しかしそこで人生思うように行かないと示すのが兄貴のブレンダンです。見た目はメタル兄ちゃんながら、鋭い音楽批評、的確な楽曲の紹介、人間観察、人生哲学と、全てにおいてコナーの先をいっていた兄貴だからこそ言える「ロックンロールはリスクだ」の台詞。長男として自由を開拓し「おれがジェット気流だった」と叫ぶ兄貴に宿るのは、故郷から逃れられなかった夢破れし者の悲しみです。でも、ここが素晴らしいんですが、兄貴がコナーを叱るのはあくまで夢を求める者への嘲笑に対してであり、コナーのやろうとすることは決して否定せず(批評はしますが)、いつでも道を示してくれるんですね。夢破れし者だからこそ、新たにそれを追い求める者には協力を惜しまないし、身一つで海を渡る弟には歓声を上げる。自分で書いた歌詞を渡したということは、弟に自分の夢を託したということでもあるでしょう。この兄弟の信頼関係には泣けます。兄貴には実際にギグで一曲歌ってほしかったなあ(あのやり取りは「誘う」ことに意味があったんでしょうけど)。

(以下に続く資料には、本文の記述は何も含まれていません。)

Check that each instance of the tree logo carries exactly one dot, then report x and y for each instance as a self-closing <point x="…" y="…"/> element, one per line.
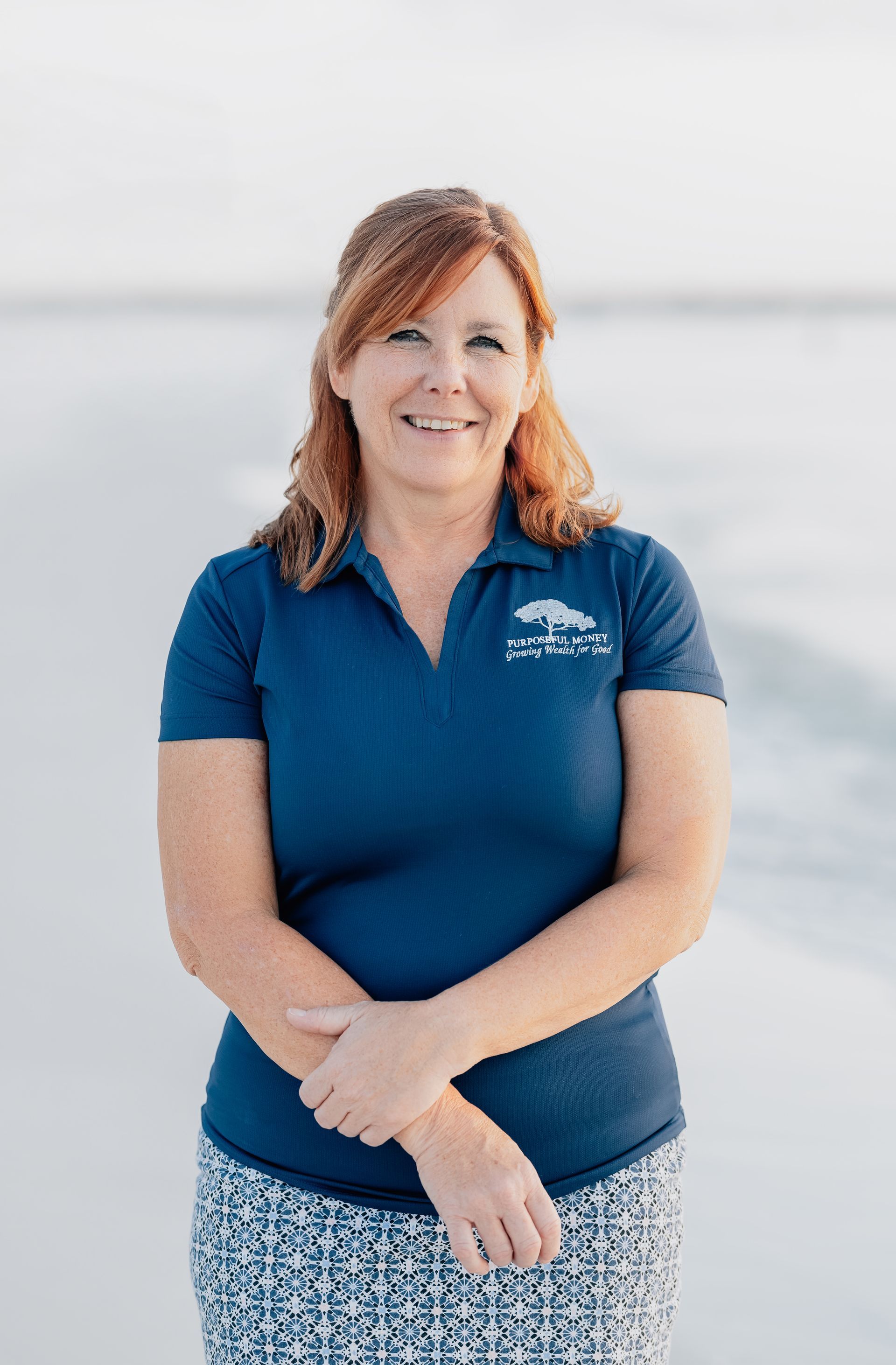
<point x="552" y="613"/>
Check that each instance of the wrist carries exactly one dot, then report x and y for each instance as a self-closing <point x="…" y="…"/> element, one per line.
<point x="454" y="1024"/>
<point x="419" y="1135"/>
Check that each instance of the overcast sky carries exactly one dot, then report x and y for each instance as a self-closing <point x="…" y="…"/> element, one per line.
<point x="196" y="148"/>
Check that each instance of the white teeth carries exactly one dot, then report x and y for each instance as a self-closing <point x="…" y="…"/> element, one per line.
<point x="440" y="424"/>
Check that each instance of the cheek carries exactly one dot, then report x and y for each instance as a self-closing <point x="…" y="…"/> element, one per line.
<point x="499" y="393"/>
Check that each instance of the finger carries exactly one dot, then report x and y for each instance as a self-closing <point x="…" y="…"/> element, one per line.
<point x="323" y="1019"/>
<point x="544" y="1215"/>
<point x="497" y="1244"/>
<point x="463" y="1244"/>
<point x="316" y="1087"/>
<point x="332" y="1112"/>
<point x="524" y="1234"/>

ラストでコナーとラフィーナの二人が乗る船の航路は、これからの人生を象徴するかのような荒波。行く手には巨大なフェリーまでが道を阻みます。それでもそんな障害にさえも手を振り、その先へと視線を据えて、二人笑いながら進んでいく。二人がその後も上手くいくかどうかはまた別の話。怖いもの知らずの決断という若さゆえの勢いが愛おしいです。最後の「全ての兄弟に捧ぐ」の献辞には、亡くなったという監督の兄への思いはもちろん、夢追いし者、そして夢破れし者への優しさを感じてしまうのです。